PDT Staff Writer
Steve Wells has spent most of his life in service to the community in one capacity or another — the last six as Scioto County Community Development Director. He has now decided to step back and spend some time traveling and more quality time with his grandchildren. Wells handed in his letter of resignation to the Scioto County Commissioners Tuesday, making his resignation official as of the end of the year.
“There is so much going on,” Wells said. “I wish I was 20 years younger.”
“The people of this area are tremendous people,” Wells said. “Once you convince them they will support you to the nth degree. They have been disappointed at times, and it’s hard to get that confidence back. You don’t ever want to let that confidence go. I have personally tried my darndest to not embarrass them, and you never hit a hundred percent.”
Wells has been involved in business and government as far back as he, and most of the area, can remember.
“I ran around a lot of different industries for 19 years. I was an engineer at Williams Manufacturing. They closed down in 1976, if memory serves right. And I went for a year and some months to the city of Portsmouth, as a grant writer and planner,” Wells said. “Then I went back into industry, and then I came back out and worked for the County Commissoners, then the village of New Boston in development. I then headed up the old SEDC (South Eastern Development Commission) for a while. I moved on to the (Scioto County) Vocational School (now Scioto Career Technical Center), then back to the county. So they’ve had a hard time getting rid of a bad penny.”
Wells said he believes the area can look for an upturn.

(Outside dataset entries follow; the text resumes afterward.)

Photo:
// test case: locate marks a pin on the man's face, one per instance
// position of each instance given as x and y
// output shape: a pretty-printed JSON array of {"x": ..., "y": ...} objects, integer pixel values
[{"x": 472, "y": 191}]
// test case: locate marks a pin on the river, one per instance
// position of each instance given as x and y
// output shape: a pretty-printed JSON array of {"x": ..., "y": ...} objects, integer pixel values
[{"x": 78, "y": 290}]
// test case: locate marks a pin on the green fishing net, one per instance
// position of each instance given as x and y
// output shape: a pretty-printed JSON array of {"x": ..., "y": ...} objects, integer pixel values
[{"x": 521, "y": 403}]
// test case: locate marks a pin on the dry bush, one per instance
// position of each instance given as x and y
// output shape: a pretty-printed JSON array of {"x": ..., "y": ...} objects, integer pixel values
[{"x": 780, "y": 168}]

“We’re right now getting more calls from all over the world, people are looking at this valley,” Wells said. “They’re coming and going. They’re talking to people. It is an absolute most positive time I have seen. And as a community in general I see us really pulling together.”
Wells cited the work being done by downtown business leaders who have been meeting on Thursday morning, what the Scioto County Commissioners have done, and the work done by the leaders of the village of New Boston.
“Everybody’s been a part of everything,” Wells said. “We’ve got Fluor (B&W) in here helping, and we’ve got a four-county group forming that’s going to jointly market, because no one group can afford the bill by themselves, so they’re leveraging resources, and it’s a tremendous time. I wish I was 20 years younger. I’d love to be a part of it.”
Wells said there have been challenges, but all of the people have pulled together.
“What they’ve (Commissioners) gone through with fiscal emergency, and with how they have rallied everybody around that cause and got it taken care of, I could write a book,” Wells said. “It’s an amazing thing.”
Wells said this past year something happened that has made his family extremely proud. He referred to the days when he was in economic development, back in the old SEDC (SouthEastern Development Commission) days, and the New Boston days. He said development entities could always rely very heavily on the utilities like AEP as partners. He said they were a tremendous help with money and professional labor.
“They did more than anybody could really imagine,” Wells said. “Then, when the rate structure changed in Ohio, the utilities all dropped out of economic development, so communities were pretty much on their own and they (communities) were never able to take up the slack. That was hundreds of thousands of dollars that we could not afford. Well, AEP is back in the business, and our youngest son, Timothy, is the State Economic Development Manager for AEP. We’re very proud of him and we’re very proud that AEP is back in the business.”
Wells said the county is currently working with AEP.
“They have a software that will be recording all the marketable building sites in their service area - and certainly we’re in the middle of that - and for the software alone the license would be $5,000 a year,” Wells said. “Well, I haven’t got that in my budget. Neither do any of the other communities up and down the river, but AEP is letting us in free because they’re taking care of the billing and they’re taking care of the coordination of it.”
Wells said his latest stint with the county has been “a very rewarding time.”
Wells said he has no plans etched in stone.
“I’ll probably make a pest of myself and get kicked out of the house,” Wells said. “I intend to travel and play with the grandkids.”